CAPE TOWN - The International Association of Athletics Federations (IAAF) says the difference of sexual development (DSD) athletes such as Olympic 800m champion Caster Semenya can enter men’s athletics events if they refuse to take suppressants to regulate their testosterone levels.
The World Medical Association (WMA) has asked physicians around the world to take no part in implementing the Eligibility Regulations [link] for Female Classification (Athlete with Differences of Sexual Development). They cited weak evidence and questioned the validity of the evidence.
In a statement, WMA president Dr Leonid Eidelman, said: “We have strong reservations about the ethical validity of these regulations. They are based on weak evidence from a single study, which is currently being widely debated by the scientific community.
“It is in general considered as unethical for physicians to prescribe treatment for excessive endogenous testosterone if the condition is not recognized as pathological.”
The IAAF responded by saying their methods and reasoning are well thought out and not unethical.
“In 46XY DSD individuals, reducing serum testosterone to female levels by using a contraceptive pill (or other means) is the recognised standard of care for 46XY DSD athletes with female gender identity.
“These medications are gender-affirming. Although not specified in the Regulations, professional psychological counselling to assist the individual with determining gender identity prior to recommending treatment is also the standard of medical care for these conditions,” IAAF said.

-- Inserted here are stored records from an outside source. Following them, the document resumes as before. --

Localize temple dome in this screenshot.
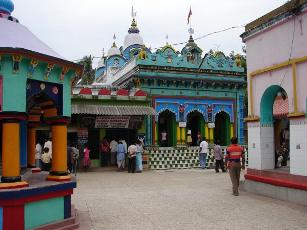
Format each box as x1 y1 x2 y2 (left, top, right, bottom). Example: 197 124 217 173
123 19 144 50
0 0 14 15
107 42 121 57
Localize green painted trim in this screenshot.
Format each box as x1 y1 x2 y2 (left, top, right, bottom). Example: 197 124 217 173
24 197 64 230
260 85 282 125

Importantly, the IAAF said that female athletes with high testosterone levels, such as Semenya, would be welcome to compete with male athletes in the 400m hurdles, 800m and 1,500m and mile if they’re not comfortable with taking suppressants for their testosterone levels.

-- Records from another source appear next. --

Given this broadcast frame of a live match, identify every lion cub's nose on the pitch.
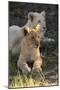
[27,60,34,69]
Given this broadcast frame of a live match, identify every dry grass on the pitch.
[9,76,48,88]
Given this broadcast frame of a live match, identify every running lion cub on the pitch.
[17,25,42,75]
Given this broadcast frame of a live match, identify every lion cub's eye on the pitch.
[31,36,34,40]
[38,36,40,38]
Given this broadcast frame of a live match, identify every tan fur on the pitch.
[17,29,42,74]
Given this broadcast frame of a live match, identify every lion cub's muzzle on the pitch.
[27,60,34,70]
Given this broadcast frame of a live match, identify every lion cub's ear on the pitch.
[35,24,41,32]
[23,27,29,36]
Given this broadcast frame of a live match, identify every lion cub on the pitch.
[17,25,42,74]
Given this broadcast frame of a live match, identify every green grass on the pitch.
[9,76,48,88]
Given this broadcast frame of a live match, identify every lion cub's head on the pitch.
[24,25,40,48]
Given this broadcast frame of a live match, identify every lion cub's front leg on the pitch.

“In any case, it is the athlete’s right to decide (in consultation with their medical team) whether or not to proceed with an assessment and/or treatment. If she decides not to do so, she will not be entitled to compete in the female classification of any Restricted Event at an International Competition (see clauses 2.5 and 2.6 of the Regulations).
However, she would still be entitled to compete:
in the female classification:
at any competition that is not an International Competition: in any event, without restriction; and
at International Competitions: in any discipline other than track events between 400m and a mile; or
in the male classification: at any competition at any level, in any discipline, without restriction; or
in any ‘intersex’ (or similar) classification that the event organiser may offer at any competition at any level, in any discipline, without restriction.